I didn’t her to fall into the same fate as most sad vegetables. I didn’t want to turn her into some sad side dish only to be overshadowed by a fresher, more magnificent main. No. She was going to be the star of the show. But I needed to play to her strengths as she was definitely not a looker. So I thought I’d highlight her delicious natural texture with an exotic spiced up Baba Ganoush.
But there was one glaring problem.
I have no oven.
So I thought through the alternatives – sauteeing, steaming, broiling – but none of them sounded remotely appetizing. It wasn’t until I accidentally kicked my neglected microwave that I found a solution. I was going to roast her… in the microwave.
If there’s anyone who thinks a microwave is the most savage, vulgar way to destroy any taste in food, its me. I hate the microwave. And I hate everything you can possibly prepare in it, from frozen soups to powdered hot cocoa. I don’t even heat things up in the microwave, I always use the stove.
But, the time for being a purist has passed, and I needed to embrace the nuking machine that I have been graced with. After careful puncturing of her skin with a fork, I placed my beloved eggplant into the machine of death. I turned the heat to high and crossed my fingers that all would go as planned.
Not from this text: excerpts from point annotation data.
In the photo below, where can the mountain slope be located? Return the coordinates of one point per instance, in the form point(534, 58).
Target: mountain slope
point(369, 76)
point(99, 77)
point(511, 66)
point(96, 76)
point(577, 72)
After 15 minutes, she came out looking like this:
Have you ever seen a more beautifully deflated aubergine?! I was ecstatic with my results, and gently proceeded to extract her mushy goodness. Add some tahini paste, a sprinkle of cumin, dash of salt, spritz of lemon juice, a teaspoon of cayenne pepper, minced garlic and some extra virgin – and she was a baba ganoush fit for a pharaoh.
I topped a heaping portion onto a slice of really amazing chia seed bread (from the Føtex bakery, for all you Danes) and dinner is served! It was the perfect marriage of juicyness and spice, and I could not have been more content.
Microwave Baba GanoushMakes 1 serving
1.5 teaspoons of Tahini paste
1 tablespoon of extra virgin olive oil
1 clove of garlic, minced
1/2 teaspoon of ground cumin
1 teaspoon of cayenne pepper
salt and pepper to taste
1. Poke 5 to 6 holes into your eggplant with a fork, this will prevent it from exploding in the microwave.
2. Microwave eggplant on high for about 15 minutes, or until its pretty deflated – the more wrinkly it is on the outside, the more mushy and delicious it’ll be on the inside.
3. Scrape and pulp your eggplant, place into a bowl and discard the skin and the top.
4. Add lemon juice, olive oil, cayenne pepper, garlic, cumin, salt and pepper. Mash with a fork until the mixture becomes a spreadable consistency.
5. Place on top of some good fresh bread – and Bon Appetit!